Comparing the fitted and computed phase velocities, the differences between two sets of phase velocities are obtained. The differences of PRN01 and PRN25 are 0.19 and 0.15 degrees per day, respectively. The approximate two sets of phase velocities validate the rationality about the interpretation of the linear variation of the phase. The computation of the orbital period of satellite can be implemented by using the fitted phase velocity. The computed orbital periods of PRN01 and PRN25 are 11.9628 h and 11.9684 h, respectively. The computed orbital periods are approximation of the reported mean GPS orbital period of 11.9659 ± 0.0007 h.

Conclusions and discussions

A new approach for fast IFCB estimation has been developed. Using the data from 32 stations spanning 10 months, the IFCBs for Block IIF satellites PRN01 and PRN25 are investigated. The processing times of the undifferenced and ED approaches indicate that the presented approach is more efficient than the traditional absolute IFCB estimation strategy.

Similar to the PRN25, the PRN01 has also apparent IFCB variations. The notable periods of 12, 6 and 8 h of the single-day IFCB are noticed by performing a harmonic analysis. The fourth-order period of 4 h is determined by comparing the performances of the different groups of period. After determination, a fourth-order harmonics-based model with the periods of 12, 6, 8 and 4 h is selected to describe the IFCB. The correctional rates indicate the simple model can only correct 47.2 and 45.5 % IFCBs of PRN01 and PRN25, respectively, while the model with the periods of 12, 6, 8 and 4 h can correct 77.1 and 77.9 % IFCBs.
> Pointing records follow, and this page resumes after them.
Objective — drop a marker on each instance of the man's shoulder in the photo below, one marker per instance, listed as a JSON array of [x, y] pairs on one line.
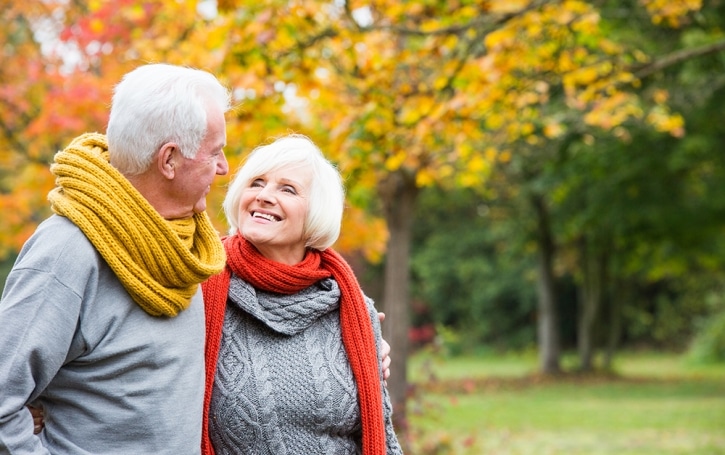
[[57, 243]]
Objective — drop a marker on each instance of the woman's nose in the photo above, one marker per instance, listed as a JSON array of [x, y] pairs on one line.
[[265, 194]]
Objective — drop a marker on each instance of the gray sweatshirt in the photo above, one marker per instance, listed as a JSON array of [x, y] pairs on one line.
[[111, 378], [283, 383]]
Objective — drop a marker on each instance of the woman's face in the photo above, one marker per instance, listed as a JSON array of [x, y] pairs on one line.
[[272, 213]]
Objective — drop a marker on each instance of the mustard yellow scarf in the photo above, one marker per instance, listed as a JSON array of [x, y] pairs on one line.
[[159, 262]]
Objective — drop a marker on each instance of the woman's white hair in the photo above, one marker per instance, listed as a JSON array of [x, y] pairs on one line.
[[159, 103], [327, 192]]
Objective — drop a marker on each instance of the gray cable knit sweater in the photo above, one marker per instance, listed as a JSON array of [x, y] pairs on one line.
[[283, 383]]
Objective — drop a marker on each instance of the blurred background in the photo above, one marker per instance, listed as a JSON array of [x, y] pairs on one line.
[[536, 189]]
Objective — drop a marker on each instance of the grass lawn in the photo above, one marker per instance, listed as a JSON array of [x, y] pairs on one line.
[[655, 404]]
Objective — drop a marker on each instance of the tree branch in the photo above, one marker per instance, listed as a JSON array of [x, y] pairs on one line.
[[675, 58]]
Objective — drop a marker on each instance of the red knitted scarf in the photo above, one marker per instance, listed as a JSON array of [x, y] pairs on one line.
[[357, 334]]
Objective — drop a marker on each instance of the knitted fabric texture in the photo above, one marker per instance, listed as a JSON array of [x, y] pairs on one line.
[[159, 262], [244, 260]]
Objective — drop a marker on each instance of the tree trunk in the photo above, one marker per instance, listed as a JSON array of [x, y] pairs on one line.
[[615, 324], [548, 319], [591, 296], [398, 193]]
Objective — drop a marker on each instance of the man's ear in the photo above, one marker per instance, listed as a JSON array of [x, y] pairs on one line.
[[167, 158]]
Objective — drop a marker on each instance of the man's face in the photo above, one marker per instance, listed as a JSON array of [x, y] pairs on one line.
[[195, 175]]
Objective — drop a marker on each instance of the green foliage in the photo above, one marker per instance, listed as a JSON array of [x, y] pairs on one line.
[[469, 274]]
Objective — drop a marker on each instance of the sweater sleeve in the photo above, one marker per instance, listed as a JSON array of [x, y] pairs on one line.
[[38, 316], [391, 439]]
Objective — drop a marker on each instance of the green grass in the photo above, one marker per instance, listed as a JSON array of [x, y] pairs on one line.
[[655, 404]]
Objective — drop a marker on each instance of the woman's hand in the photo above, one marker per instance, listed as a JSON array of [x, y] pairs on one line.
[[385, 353]]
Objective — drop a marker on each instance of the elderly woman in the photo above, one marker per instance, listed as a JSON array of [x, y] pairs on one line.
[[293, 361]]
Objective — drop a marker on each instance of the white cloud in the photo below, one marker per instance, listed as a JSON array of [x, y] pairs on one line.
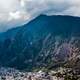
[[16, 11]]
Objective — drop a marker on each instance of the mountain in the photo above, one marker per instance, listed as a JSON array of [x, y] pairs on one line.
[[46, 41]]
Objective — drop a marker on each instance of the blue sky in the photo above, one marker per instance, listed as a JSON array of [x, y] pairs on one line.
[[17, 12]]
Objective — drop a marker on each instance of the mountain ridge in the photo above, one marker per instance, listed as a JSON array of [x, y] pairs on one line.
[[40, 43]]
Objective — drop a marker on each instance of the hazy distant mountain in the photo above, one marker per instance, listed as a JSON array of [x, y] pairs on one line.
[[46, 41]]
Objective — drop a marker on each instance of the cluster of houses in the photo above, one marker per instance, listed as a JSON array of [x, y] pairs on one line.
[[12, 74]]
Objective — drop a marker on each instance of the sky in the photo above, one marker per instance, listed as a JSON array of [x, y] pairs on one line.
[[17, 12]]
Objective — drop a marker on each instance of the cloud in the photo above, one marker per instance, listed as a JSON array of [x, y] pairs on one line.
[[20, 11]]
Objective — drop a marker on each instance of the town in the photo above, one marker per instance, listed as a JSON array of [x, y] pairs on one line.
[[12, 74]]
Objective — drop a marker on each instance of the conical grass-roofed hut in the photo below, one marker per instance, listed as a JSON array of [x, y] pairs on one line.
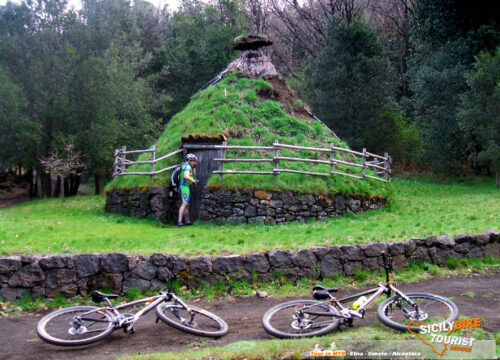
[[263, 155]]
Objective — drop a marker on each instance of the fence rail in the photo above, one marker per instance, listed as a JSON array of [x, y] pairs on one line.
[[380, 165]]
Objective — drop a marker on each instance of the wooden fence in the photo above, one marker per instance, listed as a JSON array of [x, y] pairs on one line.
[[380, 165]]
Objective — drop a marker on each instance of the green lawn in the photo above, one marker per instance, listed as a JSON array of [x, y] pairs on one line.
[[77, 225]]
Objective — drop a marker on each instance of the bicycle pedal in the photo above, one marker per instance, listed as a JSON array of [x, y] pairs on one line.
[[129, 329]]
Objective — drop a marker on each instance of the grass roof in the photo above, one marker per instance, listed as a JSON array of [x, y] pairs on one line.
[[244, 111]]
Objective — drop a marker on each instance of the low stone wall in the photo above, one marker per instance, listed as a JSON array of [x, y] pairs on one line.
[[72, 275], [237, 206]]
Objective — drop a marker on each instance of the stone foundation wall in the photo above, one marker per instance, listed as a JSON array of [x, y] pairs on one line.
[[243, 207], [154, 202], [238, 206], [73, 275]]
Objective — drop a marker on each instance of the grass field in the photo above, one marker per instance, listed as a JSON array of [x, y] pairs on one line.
[[418, 208]]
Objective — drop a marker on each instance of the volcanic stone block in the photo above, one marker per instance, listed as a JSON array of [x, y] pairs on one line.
[[10, 264], [227, 264], [145, 270], [352, 252], [87, 264], [200, 265], [330, 266], [28, 276], [176, 263], [445, 241], [397, 248], [257, 262], [134, 283], [280, 258], [109, 281], [164, 274], [114, 263], [421, 254], [304, 258], [494, 235], [371, 264], [492, 250], [482, 239], [14, 293], [158, 259], [57, 262], [375, 249], [351, 266]]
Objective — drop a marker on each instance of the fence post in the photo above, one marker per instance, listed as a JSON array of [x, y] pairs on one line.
[[152, 167], [332, 158], [123, 167], [364, 163], [115, 163], [276, 155], [387, 166], [221, 163]]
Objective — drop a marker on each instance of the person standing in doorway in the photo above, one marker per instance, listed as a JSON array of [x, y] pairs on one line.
[[186, 180]]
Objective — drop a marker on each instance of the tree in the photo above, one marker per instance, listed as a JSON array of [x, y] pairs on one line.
[[448, 35], [70, 163], [350, 86], [479, 115]]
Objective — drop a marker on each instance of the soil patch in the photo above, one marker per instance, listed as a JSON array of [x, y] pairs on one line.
[[475, 296]]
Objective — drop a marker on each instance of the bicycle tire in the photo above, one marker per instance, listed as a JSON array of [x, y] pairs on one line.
[[54, 327], [433, 309], [281, 321], [205, 324]]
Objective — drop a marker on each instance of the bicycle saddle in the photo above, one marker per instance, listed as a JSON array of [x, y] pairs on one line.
[[98, 296], [319, 288], [322, 293]]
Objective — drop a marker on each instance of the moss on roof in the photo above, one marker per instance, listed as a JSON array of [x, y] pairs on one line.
[[242, 109]]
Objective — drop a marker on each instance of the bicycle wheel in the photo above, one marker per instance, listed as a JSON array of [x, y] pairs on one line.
[[300, 318], [73, 326], [192, 320], [397, 313]]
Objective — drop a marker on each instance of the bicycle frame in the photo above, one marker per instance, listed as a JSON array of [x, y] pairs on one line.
[[120, 321], [386, 287]]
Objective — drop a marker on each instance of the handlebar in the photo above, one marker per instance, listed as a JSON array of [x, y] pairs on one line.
[[387, 263]]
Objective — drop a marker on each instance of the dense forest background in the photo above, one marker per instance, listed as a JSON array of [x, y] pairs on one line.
[[419, 79]]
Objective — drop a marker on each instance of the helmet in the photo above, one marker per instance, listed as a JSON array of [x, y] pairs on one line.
[[191, 157]]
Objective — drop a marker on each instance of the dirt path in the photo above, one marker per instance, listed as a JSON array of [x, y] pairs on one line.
[[475, 296]]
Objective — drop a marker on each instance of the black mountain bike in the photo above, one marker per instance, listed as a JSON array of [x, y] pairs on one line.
[[400, 311], [82, 325]]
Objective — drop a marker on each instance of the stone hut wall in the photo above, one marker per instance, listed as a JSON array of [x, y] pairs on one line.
[[71, 275]]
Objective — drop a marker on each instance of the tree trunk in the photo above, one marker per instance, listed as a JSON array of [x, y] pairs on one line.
[[31, 183], [46, 184], [57, 188], [61, 186], [39, 192], [97, 182], [66, 185]]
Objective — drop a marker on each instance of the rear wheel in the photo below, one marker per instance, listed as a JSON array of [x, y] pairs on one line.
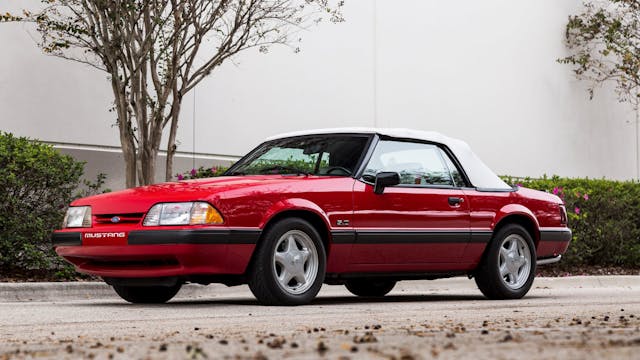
[[368, 287], [509, 264], [147, 294], [289, 264]]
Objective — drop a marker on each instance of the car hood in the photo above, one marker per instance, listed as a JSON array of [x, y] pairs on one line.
[[140, 199]]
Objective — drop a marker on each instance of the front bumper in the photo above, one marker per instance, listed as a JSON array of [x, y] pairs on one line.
[[157, 253]]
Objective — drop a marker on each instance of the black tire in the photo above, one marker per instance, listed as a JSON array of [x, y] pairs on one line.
[[147, 294], [263, 273], [488, 275], [370, 287]]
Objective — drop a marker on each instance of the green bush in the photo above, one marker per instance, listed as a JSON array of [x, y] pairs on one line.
[[37, 183], [202, 172], [604, 216]]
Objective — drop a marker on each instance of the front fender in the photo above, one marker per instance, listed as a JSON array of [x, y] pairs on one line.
[[514, 209], [293, 204]]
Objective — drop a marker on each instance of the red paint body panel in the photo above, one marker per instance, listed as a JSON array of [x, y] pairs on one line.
[[406, 229]]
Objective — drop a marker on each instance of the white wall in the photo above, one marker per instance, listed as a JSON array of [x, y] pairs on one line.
[[483, 71]]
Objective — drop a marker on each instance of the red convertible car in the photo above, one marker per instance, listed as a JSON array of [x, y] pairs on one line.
[[360, 207]]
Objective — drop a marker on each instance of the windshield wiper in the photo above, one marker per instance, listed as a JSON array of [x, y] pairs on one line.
[[285, 168]]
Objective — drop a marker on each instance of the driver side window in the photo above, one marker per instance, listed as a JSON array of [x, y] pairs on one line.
[[416, 163]]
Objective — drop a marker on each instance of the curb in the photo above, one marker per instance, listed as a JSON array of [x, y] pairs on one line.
[[69, 291]]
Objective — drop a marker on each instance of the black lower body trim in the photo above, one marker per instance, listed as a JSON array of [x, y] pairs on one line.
[[66, 239], [205, 236], [408, 236], [563, 235]]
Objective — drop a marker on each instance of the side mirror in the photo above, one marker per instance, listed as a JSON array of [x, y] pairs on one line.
[[384, 179]]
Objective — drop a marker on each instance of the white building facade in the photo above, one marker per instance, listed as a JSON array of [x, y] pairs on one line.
[[481, 71]]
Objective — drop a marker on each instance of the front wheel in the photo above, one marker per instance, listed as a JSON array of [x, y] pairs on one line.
[[147, 294], [366, 287], [289, 264], [508, 267]]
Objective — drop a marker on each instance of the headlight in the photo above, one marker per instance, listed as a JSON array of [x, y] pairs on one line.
[[187, 213], [77, 216]]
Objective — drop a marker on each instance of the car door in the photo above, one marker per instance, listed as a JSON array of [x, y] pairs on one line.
[[421, 223]]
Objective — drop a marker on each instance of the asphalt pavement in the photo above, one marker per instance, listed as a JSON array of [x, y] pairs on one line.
[[561, 318]]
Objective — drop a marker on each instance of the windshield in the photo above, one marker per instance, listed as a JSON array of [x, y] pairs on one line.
[[331, 155]]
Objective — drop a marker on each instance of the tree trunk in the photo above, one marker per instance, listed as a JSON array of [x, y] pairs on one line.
[[171, 143], [126, 136]]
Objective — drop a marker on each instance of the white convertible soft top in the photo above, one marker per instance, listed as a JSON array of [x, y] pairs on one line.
[[479, 174]]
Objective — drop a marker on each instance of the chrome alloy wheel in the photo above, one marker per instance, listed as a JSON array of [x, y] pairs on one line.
[[295, 262], [514, 261]]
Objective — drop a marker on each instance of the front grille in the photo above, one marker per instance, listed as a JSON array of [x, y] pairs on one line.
[[131, 218]]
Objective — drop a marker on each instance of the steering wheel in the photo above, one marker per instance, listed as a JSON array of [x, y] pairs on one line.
[[340, 168]]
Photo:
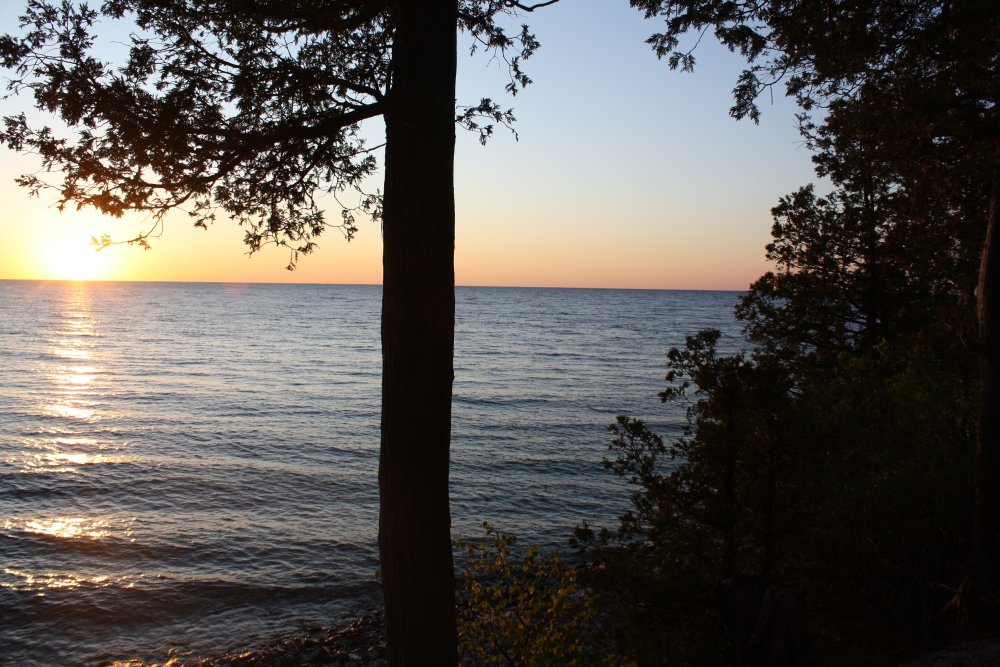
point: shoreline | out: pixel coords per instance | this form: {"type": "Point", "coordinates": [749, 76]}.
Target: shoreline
{"type": "Point", "coordinates": [357, 642]}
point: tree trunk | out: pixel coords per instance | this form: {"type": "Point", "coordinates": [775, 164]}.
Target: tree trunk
{"type": "Point", "coordinates": [987, 464]}
{"type": "Point", "coordinates": [418, 325]}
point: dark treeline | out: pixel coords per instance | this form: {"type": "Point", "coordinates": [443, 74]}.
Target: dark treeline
{"type": "Point", "coordinates": [843, 466]}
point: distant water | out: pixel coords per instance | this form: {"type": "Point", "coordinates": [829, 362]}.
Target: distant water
{"type": "Point", "coordinates": [194, 465]}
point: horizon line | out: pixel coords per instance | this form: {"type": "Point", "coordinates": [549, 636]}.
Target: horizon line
{"type": "Point", "coordinates": [333, 284]}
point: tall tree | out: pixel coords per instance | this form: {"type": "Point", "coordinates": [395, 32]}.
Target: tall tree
{"type": "Point", "coordinates": [926, 72]}
{"type": "Point", "coordinates": [250, 109]}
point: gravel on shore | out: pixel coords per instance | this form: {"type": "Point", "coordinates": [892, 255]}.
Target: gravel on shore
{"type": "Point", "coordinates": [360, 642]}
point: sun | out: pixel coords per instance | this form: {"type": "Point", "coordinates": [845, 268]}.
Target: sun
{"type": "Point", "coordinates": [75, 258]}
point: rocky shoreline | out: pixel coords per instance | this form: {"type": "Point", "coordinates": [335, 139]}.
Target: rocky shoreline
{"type": "Point", "coordinates": [360, 642]}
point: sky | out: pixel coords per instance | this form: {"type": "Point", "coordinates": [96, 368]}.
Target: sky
{"type": "Point", "coordinates": [623, 174]}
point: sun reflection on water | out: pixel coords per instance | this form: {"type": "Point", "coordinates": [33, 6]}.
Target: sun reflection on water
{"type": "Point", "coordinates": [66, 527]}
{"type": "Point", "coordinates": [42, 582]}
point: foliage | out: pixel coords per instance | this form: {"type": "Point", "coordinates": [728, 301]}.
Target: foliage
{"type": "Point", "coordinates": [527, 611]}
{"type": "Point", "coordinates": [250, 112]}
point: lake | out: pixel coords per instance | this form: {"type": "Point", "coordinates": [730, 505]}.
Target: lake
{"type": "Point", "coordinates": [195, 465]}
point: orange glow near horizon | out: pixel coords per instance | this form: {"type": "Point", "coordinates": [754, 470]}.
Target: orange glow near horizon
{"type": "Point", "coordinates": [75, 258]}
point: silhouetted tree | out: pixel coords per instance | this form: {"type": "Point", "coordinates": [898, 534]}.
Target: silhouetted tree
{"type": "Point", "coordinates": [250, 109]}
{"type": "Point", "coordinates": [925, 73]}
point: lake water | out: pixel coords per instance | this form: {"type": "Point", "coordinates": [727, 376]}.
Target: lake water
{"type": "Point", "coordinates": [195, 465]}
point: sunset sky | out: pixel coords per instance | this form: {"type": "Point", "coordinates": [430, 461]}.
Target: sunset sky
{"type": "Point", "coordinates": [625, 175]}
The performance of the simple model and the 8-h period reveals that other factors come into play besides the sun illumination and disturb the signal or clock. The RMSs show that the simple model is sensitive to the eclipse phase. Its performance becomes worse, when the satellites approach and enter the eclipse phase.

The amplitudes and phases of PRN01 and PRN25 are estimated using the selected fourth-order model. The estimated results show that the amplitudes have the characterization of quadratic curve, while the phases have the characterization of linear variation. The characterizations can contribute to the better amplitude and phase predictability at timescales of several days. Amplitude analysis shows that the PRN01 and PRN25 have different eclipse phases. The difference between the two eclipse phases of PRN01 and PRN25 is about 3 months. Combined with the results in Montenbruck et al. (2011a), the period of the eclipse phase of PRN25 is obtained and is about 6 months. The direct and inverse computation can be implemented between the phase velocity and the orbital period, which can be used to monitor each other.